2020 Primary Voters Guide: Republican primary sets stage for potentially close Congressional race in 2nd District

photo by: AP File Photos

Rep. Steve Watkins, left, and Kansas State Treasurer Jake LaTurner, right, will face off for Kansas’ 2nd Congressional District seat in the Aug. 4, 2020, primary.

For the second election cycle in a row, Kansas’ 2nd Congressional District has caught the attention of national political analysts, who say the GOP primary matchup between frontrunners Steve Watkins and Jake LaTurner could play a big role in whether the seat stays in Republican hands.

The 2nd district, on its face, is a mixed bag. It contains Lawrence, traditionally a liberal stronghold, but at the same time has elected a Republican to the House of Representatives in every election since Democrat Nancy Boyda was defeated in 2006.

However, that doesn’t mean the 25-county district isn’t flippable for Democrats. President Donald Trump won the 2nd District by 18 percentage points in 2016, but a short two years later, Watkins won the district by only 2,239 votes — a mere 0.8% — over Lawrence Democrat Paul Davis after emerging from a crowded primary field.

Watkins faces a less-crowded primary in 2020, only challenged this time by LaTurner, a Topeka Republican who currently serves as Kansas’ treasurer, and Dennis Taylor, a Republican who ran for Kansas secretary of state in 2018 but lost in the primary.

LaTurner, at 32, is the youngest statewide elected official in the United States. He served in the Kansas Senate for several years before his election as state treasurer, in which he handily defeated Sen. Marci Francisco, D-Lawrence.

Watkins was a political unknown before the 2018 election. He served a decade in the military and then worked as an independent military contractor, and he had never held elected office.

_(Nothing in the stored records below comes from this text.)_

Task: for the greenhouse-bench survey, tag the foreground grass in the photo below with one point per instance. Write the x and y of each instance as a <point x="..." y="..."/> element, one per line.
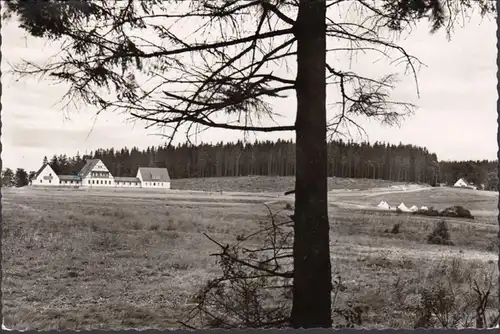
<point x="77" y="261"/>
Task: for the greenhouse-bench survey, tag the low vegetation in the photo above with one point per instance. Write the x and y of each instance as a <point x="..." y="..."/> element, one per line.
<point x="79" y="260"/>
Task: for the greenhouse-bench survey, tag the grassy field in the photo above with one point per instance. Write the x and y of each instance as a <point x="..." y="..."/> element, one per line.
<point x="278" y="184"/>
<point x="110" y="260"/>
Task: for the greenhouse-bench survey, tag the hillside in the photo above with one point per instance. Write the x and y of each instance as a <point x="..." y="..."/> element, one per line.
<point x="278" y="184"/>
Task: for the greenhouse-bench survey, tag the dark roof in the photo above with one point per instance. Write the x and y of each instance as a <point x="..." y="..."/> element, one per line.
<point x="89" y="165"/>
<point x="126" y="179"/>
<point x="40" y="170"/>
<point x="69" y="177"/>
<point x="150" y="174"/>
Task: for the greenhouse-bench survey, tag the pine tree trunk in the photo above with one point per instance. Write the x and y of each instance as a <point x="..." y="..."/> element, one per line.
<point x="311" y="252"/>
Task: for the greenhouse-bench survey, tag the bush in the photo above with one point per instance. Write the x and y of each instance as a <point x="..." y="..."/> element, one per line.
<point x="440" y="235"/>
<point x="395" y="228"/>
<point x="456" y="211"/>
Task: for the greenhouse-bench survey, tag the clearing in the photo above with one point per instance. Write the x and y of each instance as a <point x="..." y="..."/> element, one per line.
<point x="106" y="259"/>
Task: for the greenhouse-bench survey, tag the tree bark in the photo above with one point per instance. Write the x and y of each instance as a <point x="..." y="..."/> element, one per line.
<point x="311" y="250"/>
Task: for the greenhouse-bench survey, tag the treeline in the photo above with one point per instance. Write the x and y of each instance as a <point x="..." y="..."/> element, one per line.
<point x="405" y="163"/>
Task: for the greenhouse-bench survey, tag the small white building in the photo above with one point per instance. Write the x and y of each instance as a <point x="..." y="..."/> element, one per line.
<point x="462" y="183"/>
<point x="154" y="177"/>
<point x="45" y="176"/>
<point x="96" y="174"/>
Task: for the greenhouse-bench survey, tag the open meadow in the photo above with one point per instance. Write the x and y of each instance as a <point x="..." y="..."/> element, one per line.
<point x="115" y="259"/>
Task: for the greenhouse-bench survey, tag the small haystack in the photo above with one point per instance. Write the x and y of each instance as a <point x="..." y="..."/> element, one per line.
<point x="403" y="208"/>
<point x="383" y="206"/>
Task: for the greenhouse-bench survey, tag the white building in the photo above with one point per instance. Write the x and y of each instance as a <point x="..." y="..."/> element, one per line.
<point x="96" y="174"/>
<point x="45" y="176"/>
<point x="462" y="183"/>
<point x="153" y="177"/>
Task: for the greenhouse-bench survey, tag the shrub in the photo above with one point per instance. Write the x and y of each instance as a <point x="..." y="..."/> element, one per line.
<point x="440" y="235"/>
<point x="456" y="211"/>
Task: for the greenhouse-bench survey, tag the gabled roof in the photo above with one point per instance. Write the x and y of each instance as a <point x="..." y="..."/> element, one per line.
<point x="89" y="165"/>
<point x="41" y="169"/>
<point x="69" y="177"/>
<point x="151" y="174"/>
<point x="126" y="179"/>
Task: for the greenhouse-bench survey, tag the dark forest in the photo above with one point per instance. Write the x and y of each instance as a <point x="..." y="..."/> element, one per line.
<point x="403" y="163"/>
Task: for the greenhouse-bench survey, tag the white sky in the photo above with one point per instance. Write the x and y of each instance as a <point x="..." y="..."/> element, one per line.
<point x="456" y="118"/>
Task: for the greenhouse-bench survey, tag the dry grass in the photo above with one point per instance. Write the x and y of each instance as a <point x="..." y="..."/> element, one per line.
<point x="73" y="260"/>
<point x="278" y="184"/>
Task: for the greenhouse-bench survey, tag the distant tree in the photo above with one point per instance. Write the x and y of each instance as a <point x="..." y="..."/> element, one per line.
<point x="220" y="77"/>
<point x="491" y="181"/>
<point x="8" y="179"/>
<point x="21" y="178"/>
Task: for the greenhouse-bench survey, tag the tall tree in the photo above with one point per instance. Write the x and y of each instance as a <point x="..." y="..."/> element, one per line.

In 2018, Watkins won the Republican primary with only 26.5% of the vote. He’s also faced controversies over his residency, both in the 2018 campaign and since taking office. Days before the 2018 primary, an open letter signed by local Republican leaders expressed concern about Watkins’ absence from his district, and more recently he was found to have listed a UPS Inc. postal box as his residence on a state voter registration form. Last week, Watkins was charged with voter fraud and other crimes in relation to that incident, and on Friday he was forced to temporarily give up his House committee assignments.

Patrick Miller, a political science professor at the University of Kansas, said that for as much as he has monitored Kansas’ coming congressional elections, he has been unable to find an area of policy where Watkins and LaTurner differ.

“I think in the House it’s more about style. It’s more about personality,” Miller said. “I think Steve Watkins has spent the last two years, and even in the 2018 campaign, talking more about Trump than he talks about himself.”

LaTurner, Miller said, hasn’t publicly supported the president quite as ardently as Watkins.

“He’s trying to keep talking more about himself and brandishing his conservative credentials,” he said. “So I think it’s just the degree to how much they emphasize Trump (that’s a policy difference).”

Bob Beatty, a political science professor at Washburn University, also said there are few, if any, differences between Watkins and LaTurner — considered the two frontrunners — with regards to policy.

“As far as policy differences, Watkins and LaTurner don’t have many and are running more on other arguments, as both are running as strong conservatives and Trump allies,” Beatty said. “Watkins is arguing that LaTurner is an opportunist because he was going to run for the Senate but switched to Congress, and LaTurner is arguing that Watkins is more vulnerable to losing in the fall to (Democrat Michelle) De La Isla because of Watkins’ past controversies.”

Taylor, Beatty said, is running on a more novel platform: He’s focusing on a national response to the COVID-19 pandemic.

Watkins and LaTurner are both vocal abortion foes and gun rights supporters, and both have language on their campaign websites about protecting the border, defending constitutional rights and reducing the federal deficit.

Whoever wins the Aug. 4 primary will face De La Isla, an already well-funded Democrat who currently serves as Topeka’s mayor, in the Nov. 3 general election.

How viable De La Isla is in a general election, though, may depend on the outcome of the Republican primary, Miller said. Generally, the 2nd District votes Republican by 60%-40% in statewide and national elections; Watkins got 47.6% of the vote in 2018.

“If Paul Davis had flipped that district, it would have been by just about any measure the most Republican district in the country that would have flipped in 2018,” Miller said. “So I would say it’s not the kind of district that Democrats are typically targeting this year.”

Miller, though, speculated that Democrats might target the seat more if Watkins wins the primary because of the controversy that has surrounded his campaign.